Nada mais necessário. Afinal, os pios de pássaro feitos há 101 anos em Cachoeiro do Itapemirim demonstram que é possível haver integração e harmonia entre o patrimônio natural e o patrimônio construído. Neles, o "artifício" dos homens não rompe, mas se une e se integra ao ambiente natural. Não significa uma cisão, mas uma reconciliação.

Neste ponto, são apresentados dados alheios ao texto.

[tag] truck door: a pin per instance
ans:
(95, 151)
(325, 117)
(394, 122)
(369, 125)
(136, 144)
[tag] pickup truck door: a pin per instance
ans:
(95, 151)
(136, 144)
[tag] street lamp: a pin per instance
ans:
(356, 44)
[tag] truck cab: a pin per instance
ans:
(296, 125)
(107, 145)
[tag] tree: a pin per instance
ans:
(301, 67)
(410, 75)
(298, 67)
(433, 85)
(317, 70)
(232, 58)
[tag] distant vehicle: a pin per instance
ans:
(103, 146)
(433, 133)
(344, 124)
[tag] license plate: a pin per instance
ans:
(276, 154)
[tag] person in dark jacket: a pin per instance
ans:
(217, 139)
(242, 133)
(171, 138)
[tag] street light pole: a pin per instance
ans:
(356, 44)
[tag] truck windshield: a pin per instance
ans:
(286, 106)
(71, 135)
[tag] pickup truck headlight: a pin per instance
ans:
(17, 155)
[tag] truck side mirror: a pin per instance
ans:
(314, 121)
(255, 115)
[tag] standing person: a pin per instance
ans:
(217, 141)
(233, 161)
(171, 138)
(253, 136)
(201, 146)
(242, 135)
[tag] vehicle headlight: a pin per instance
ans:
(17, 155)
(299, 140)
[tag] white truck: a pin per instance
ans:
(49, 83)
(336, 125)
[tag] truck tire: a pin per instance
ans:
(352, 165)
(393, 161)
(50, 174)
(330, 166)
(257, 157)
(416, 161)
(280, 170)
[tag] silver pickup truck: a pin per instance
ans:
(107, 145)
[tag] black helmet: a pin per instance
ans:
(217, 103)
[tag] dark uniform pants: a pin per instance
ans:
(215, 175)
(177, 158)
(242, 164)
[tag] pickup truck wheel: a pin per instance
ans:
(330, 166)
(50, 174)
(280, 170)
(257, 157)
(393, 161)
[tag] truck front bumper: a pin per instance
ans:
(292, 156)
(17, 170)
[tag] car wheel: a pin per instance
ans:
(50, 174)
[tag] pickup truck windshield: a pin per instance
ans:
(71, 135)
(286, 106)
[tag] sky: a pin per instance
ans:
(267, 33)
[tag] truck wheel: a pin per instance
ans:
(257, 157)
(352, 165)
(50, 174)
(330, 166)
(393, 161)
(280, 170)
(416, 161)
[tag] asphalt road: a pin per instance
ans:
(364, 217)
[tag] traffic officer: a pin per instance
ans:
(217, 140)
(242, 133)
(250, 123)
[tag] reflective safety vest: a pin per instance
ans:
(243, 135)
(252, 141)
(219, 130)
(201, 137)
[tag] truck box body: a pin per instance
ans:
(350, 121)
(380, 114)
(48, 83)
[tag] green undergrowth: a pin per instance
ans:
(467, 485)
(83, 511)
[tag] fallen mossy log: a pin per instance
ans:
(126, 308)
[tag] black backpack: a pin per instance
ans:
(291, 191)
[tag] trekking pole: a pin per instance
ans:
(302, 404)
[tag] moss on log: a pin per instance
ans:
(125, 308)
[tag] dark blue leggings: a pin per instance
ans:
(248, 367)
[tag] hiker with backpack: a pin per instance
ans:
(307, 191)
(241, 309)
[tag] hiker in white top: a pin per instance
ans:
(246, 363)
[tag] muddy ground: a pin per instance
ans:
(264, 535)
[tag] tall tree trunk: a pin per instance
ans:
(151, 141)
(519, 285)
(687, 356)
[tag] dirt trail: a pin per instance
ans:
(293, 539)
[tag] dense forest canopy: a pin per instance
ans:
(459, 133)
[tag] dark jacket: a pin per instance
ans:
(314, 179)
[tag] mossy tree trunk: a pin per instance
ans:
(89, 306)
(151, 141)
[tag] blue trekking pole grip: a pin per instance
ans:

Um passarinho pia para se comunicar. A mãe chama o filhote. O filhote pede amparo. Os iguais se chamam para formar os grupos. Os diferentes para demarcar terrenos. Macho e fêmea para se atrair mutuamente e assim celebrar a vida. Ao nos permitir o acesso a essa diversidade de sinfonias, que os pios nos ajudem a afinar o nosso sentido de escuta, de atenção curiosa e amorosa pelo que acontece a nosso redor, em vez desse egoísmo autista a que a chamada civilização, com o acirramento da competição entre as pessoas, nos trouxe. Que sirvam para que nos reconciliemos com a natureza e com a sabedoria de nossos ancestrais, diretos ou não como os índios puris que ensinaram os seus mistérios a Maurílio Coelho. Da cadência do inhambu-açu à suavidade do juriti, da rouquidão da zabelê ao grasnado do jacu-pemba, do chororocado do macuco ao sussurro da coruja, que os pios nos relembrem como é rica e diversificada a vida. E sirvam, afinal, para que a gente escute mais o próprio silêncio.

Adélia Borges diretora do Museu da Casa Brasileira.